Grim milestone: Biden has worst job approval at this stage of any modern elected president

AP Photo/Evan Vucci

I need to convince Ed to stop using that old photo of Biden with Jimmy Carter as a screencap for his posts about Biden’s falling numbers.

It’s unfair to Carter at this point, frankly.


Not only is POTUS a few points worse was at this stage of his presidency than Carter was, he’s also a few points worse than you-know-who. Since Gallup started polling presidential approval in the 1950s, in fact, no one has ever rated more poorly in the summer of his second year than Biden.

Reagan was also struggling with a recession and high inflation in 1982 (although the latter was at least trending downward at this point) and he was still a few points better than Sleepy Joe is now.

Then again, at a spry 71 years old, he was considerably younger and more vigorous than the current occupant of the office. Maybe his youthful vitality earned him the benefit of the doubt and a few extra points in polling.

Gallup has Biden sitting at 38 percent approval today, the worst number of his term in their polling and the first time he’s been below the political Mendoza line of 40 percent. Among independents it’s 31 percent, also a new low. And he now enjoys the distinction of having the highest “strong disapproval” rating among members of the other party of any recent president. The worst that the hyperpolarizing Trump ever did was 83 percent strong disapproval among Dems. The worst that Barack Obama ever did among Republicans was 75 percent. George W. Bush, who was despised by Democrats for the Iraq war, bottomed out at 81 percent strong disapproval. Biden, by comparison, is currently rocking an *87 percent* rating of strong disapproval among GOPers.

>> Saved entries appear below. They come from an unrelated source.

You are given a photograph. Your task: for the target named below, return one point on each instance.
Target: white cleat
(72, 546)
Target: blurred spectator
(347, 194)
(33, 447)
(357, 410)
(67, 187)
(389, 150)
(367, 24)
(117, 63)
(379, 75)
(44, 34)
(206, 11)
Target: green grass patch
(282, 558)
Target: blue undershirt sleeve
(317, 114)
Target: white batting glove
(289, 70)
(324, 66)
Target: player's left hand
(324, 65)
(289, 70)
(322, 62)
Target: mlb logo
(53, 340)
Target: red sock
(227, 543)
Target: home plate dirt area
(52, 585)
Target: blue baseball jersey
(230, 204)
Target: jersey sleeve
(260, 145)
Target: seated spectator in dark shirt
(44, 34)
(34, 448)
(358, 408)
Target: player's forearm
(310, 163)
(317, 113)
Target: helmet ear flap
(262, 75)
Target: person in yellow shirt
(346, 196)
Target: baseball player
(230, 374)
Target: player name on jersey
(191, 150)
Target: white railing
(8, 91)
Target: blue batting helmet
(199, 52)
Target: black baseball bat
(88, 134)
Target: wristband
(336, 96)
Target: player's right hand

Overall, more than three times as many Americans strongly disapprove of him (45 percent) than strongly approve (13 percent). How many people on either side saw “less popular than Trump” as his political legacy on Inauguration Day, two weeks after the insurrection?

The irony of these terrible numbers appearing today is that the media is suddenly taking a second look at President Joe in the wake of his — or rather, Joe Manchin’s — “win” on the new Build Back Better bill. “Biden is suddenly winning (just don’t say the ‘R’ word),” declares AFP. “Wait, Is Biden a Better President Than People Thought?” asks John Harris at Politico. If you just ignore the last half a year, said Van Jones on CNN, Biden’s actually had a pretty successful presidency:

It’s true that Biden has delivered on more big-ticket legislation than most expected. He got COVID relief, he got infrastructure, he got a gun bill, he got CHIPS, he may yet get a law protecting gay marriage, and soon he might have a bigger-than-anticipated version of Build Back Better if he can navigate Manchin and Sinema. But he also got grinding inflation thanks to COVID relief, which is hungrily devouring the wages of lower- and middle-class voters everywhere. And that’s all that’ll matter this fall.



A few weeks ago I wrote about voters possibly “decoupling” their support for Democratic congressional candidates from their disappointment in Biden. The president’s approval numbers are ugly and have gotten much uglier over the past three months, but the trend for his party is … different. Nate Silver pointed out today that there’s simply no denying that Democrats look stronger in congressional races, particularly Senate races, than they did at the start of June. On June 1 his model gave them a 40 percent chance of winning the Senate. Today it gives them a 55 percent chance. What gives?

It’s mostly a Roe backlash at work, Silver speculates, but there are other factors trending Dems’ way.

It’s not clear how much the Jan. 6 hearings have changed public opinion, but they have highlighted an issue where the public is relatively sympathetic toward Democrats, with 79 percent of voters saying former President Donald Trump acted either unethically or illegally in a new CNN poll.

COVID-19 — an issue that was something of a no-win for President Biden — is on the backburner for most voters. In the aforementioned Suffolk/USA Today poll, so few voters mentioned COVID-19 as their most important issue that it wasn’t broken out as one of the 25 issues respondents named. Cases remain high, but deaths are low compared to earlier stages of the pandemic.

Granted, the economic news hasn’t been good for Democrats. Most voters think the economy is in a recession, even though the bureau that determines recessions in the U.S. hasn’t declared one yet and may never do so. But at the same time, some highly visible indicators have improved: Gas prices are down and the stock market has been in a rebound over the past five to six weeks.


The thoughtfully cautious expectation for the fall at this moment in time is that Republicans will still clean up in House races but battlegrounds where the Republican nominee is conspicuously weak might yet end up in Democratic hands. The GOP might rue the day it nominated Mehmet Oz and Herschel Walker if we end up with a surprise Supreme Court vacancy next year.

I’ll leave you with this right track/wrong track data from Morning Consult. By comparison, these numbers were 40/60 on the eve of the Democrats’ blue wave in 2018. I wouldn’t want to be a Dem running this year with this weight on my back.